Il rapporto nazionale che presentiamo è il risultato di un ampio processo di consultazione che ha coinvolto numerose istituzioni di governo, organizzazioni della società civile e l’implementazione delle raccomandazioni accettate nel secondo esame, il 79% del totale formulato allora.

Signor Presidente,
quando gli Stati Uniti occupavano militarmente l’Isola, presenza che troncò la nostra indipendenza con governi imposti da loro, il 45% dei bambini non andava a scuola, l’85% del persone non aveva acqua corrente, i contadini vivevano in miseria senza essere padroni della terra che lavoravano e gli immigranti erano brutalmente sfruttati.
A Cuba non esistevano diritti umani per operai e contadini, erano frequenti le esecuzioni extra giudiziarie, le scomparse forzate e le azioni di tortura.
La discriminazione per il colore della pelle era crudele e c’era un alto livello di povertà; le bambine e le donne erano le più escluse.
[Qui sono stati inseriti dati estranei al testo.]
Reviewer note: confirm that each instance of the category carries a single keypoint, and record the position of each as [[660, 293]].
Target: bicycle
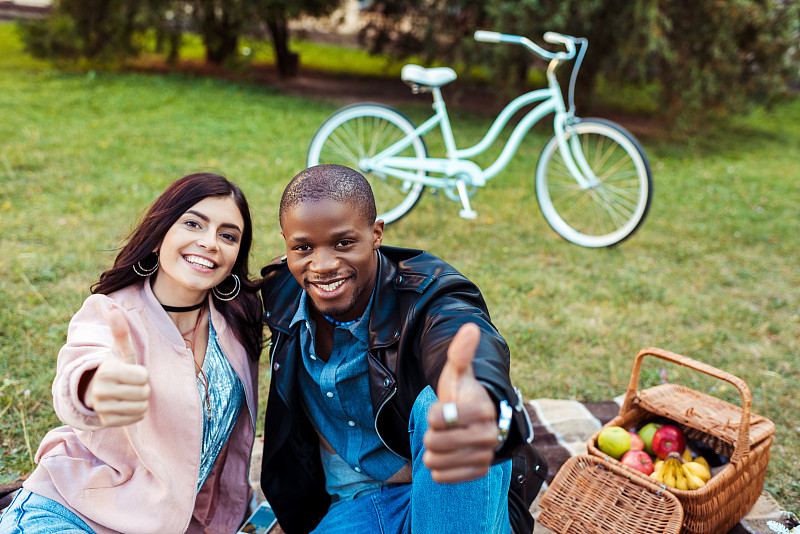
[[593, 181]]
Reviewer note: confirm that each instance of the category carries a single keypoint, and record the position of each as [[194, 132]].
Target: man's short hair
[[330, 182]]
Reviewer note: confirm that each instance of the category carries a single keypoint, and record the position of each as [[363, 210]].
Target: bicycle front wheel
[[361, 131], [607, 210]]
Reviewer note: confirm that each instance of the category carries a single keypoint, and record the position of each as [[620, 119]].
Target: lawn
[[713, 274]]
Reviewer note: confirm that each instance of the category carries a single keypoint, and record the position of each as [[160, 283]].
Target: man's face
[[330, 250]]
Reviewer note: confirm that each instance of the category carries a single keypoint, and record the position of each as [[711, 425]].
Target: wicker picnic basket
[[591, 496], [729, 430]]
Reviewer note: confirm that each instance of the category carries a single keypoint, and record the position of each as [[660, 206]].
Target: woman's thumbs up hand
[[119, 390]]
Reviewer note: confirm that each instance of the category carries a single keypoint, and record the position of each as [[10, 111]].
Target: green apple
[[614, 441], [646, 433]]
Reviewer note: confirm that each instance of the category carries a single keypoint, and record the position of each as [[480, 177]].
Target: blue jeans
[[424, 506], [30, 513]]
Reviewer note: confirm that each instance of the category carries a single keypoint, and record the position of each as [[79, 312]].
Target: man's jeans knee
[[475, 506]]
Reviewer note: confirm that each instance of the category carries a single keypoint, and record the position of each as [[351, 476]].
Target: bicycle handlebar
[[550, 37]]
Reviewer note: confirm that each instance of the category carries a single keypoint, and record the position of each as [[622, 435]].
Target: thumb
[[460, 354], [122, 348]]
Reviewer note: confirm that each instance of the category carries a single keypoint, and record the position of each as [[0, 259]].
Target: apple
[[646, 433], [614, 441], [668, 438], [637, 443], [639, 460]]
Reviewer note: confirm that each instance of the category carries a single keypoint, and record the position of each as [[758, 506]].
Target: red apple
[[637, 443], [668, 438], [638, 460]]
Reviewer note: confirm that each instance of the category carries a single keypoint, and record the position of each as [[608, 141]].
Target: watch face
[[261, 522]]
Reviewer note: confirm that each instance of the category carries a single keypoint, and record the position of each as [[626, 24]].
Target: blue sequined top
[[225, 395]]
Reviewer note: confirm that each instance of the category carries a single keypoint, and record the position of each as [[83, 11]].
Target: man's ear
[[377, 234]]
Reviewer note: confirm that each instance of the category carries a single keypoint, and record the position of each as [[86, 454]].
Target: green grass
[[714, 273]]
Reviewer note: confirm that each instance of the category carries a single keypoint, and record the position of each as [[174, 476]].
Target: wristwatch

La dignità dei cubani era macchiata e la cultura nazionale aggredita.
La Rivoluzione cubana, guidata dal Comandante in Capo Fidel Castro Ruz, trasformò quella realtà e continua ad essere impegnata a elevare sempre più la qualità della vita, il benessere e la giustizia sociale per tutto il nostro popolo concretizzando tutti i diritti umani.
Questa volontà di proteggere la dignità umana, offrire uguali opportunità e conquistare tutta la giustizia, è stata invariabile e totale sino ad oggi.

Signor Presidente,
il paese ha continuato a fare passi per perfezionare il suo modello di sviluppo economico e sociale, con l’obiettivo di costruire una nazione sovrana, indipendente, socialista, democratica, prospera e sostenibile, per mezzo del rafforzamento dell’istituzionalità del nostro sistema politico, di carattere genuinamente partecipativo, con pieno appoggio popolare.
Basandoci sulla Costituzione, abbiamo continuato a rafforzare la cornice giuridico istituzionale per la protezione e la promozione dello stesso, con modifiche e proposte adattate alle necessità e alle realtà della società cubana e degli standard internazionali.
Inoltre, abbiamo rafforzato l’attenzione alla cittadinanza, ampliando i meccanismi, le strade e le risorse nelle mani della popolazione per realizzare denunce di reati, dei suoi diritti, per presentare lamentele e petizioni alle autorità, canalizzare le opinioni e le preoccupazioni e soprattutto partecipare attivamente all’adozione delle decisioni del Governo.
La protezione del diritto alla vita si è mantenuta come la più forte priorità. Si garantisce con il riconoscimento del diritto all’integrità fisica e all’inviolabilità della persona, il rispetto delle garanzie del giusto processo e nessuno viene privato della sua libertà se non in conformità con la legge e con ampie garanzie.
Le autorità incaricate di far rispettare la legge svolgono il loro lavoro in conformità con la legge e sono soggette a rigorosi processi di controllo e alla valutazione popolare. Non vi è alcuna impunità di fronte ai pochi casi di abusi di funzionari o agenti delle forze dell'ordine, né leggi o regolamenti che li proteggono,
Non esiste vendita, né traffico di armi da fuoco. Il tasso di omicidi è molto basso e contribuisce a che Cuba sia uno dei paesi più sicuri del mondo.

Signor Presidente,
Cuba ha continuato a rafforzare la partecipazione popolare nell'assunzione di decisioni del governo e nell’esercizio delle libertà riconosciute dalla Costituzione e dalle Leggi, compresi i diritti civili e politici che sono pienamente tutelati. Nel paese c’è un’ampia pluralità di idee e c’è un ricco dibattito sui più diversi argomenti della vita politica, economica, sociale e culturale della nazione.
Al processo di consultazione dei documenti sulla Concettualizzazione del Modello Economico e Sociale Cubano di Sviluppo Socialista e le Basi per il Piano Nazionale di Sviluppo Economico e Sociale sino al 2030 hanno partecipato circa un 1.600.000 cubani e tra loro circa 500.000 giovani e sono state fatte 208.161 proposte di modifiche che hanno generato cambi di una parte significativa del contenuto originale.
L’esercizio democratico a Cuba è continuo, sulla base del nostro modello di democrazia, legittimamente costituito, partecipativo e popolare.
Il diritto di partecipare alla conduzione dei temi pubblici non si limita ai processi elettorali, ma si esercita in maniera permanente nei diversi ambiti della vita politica, economica e sociale della nazione.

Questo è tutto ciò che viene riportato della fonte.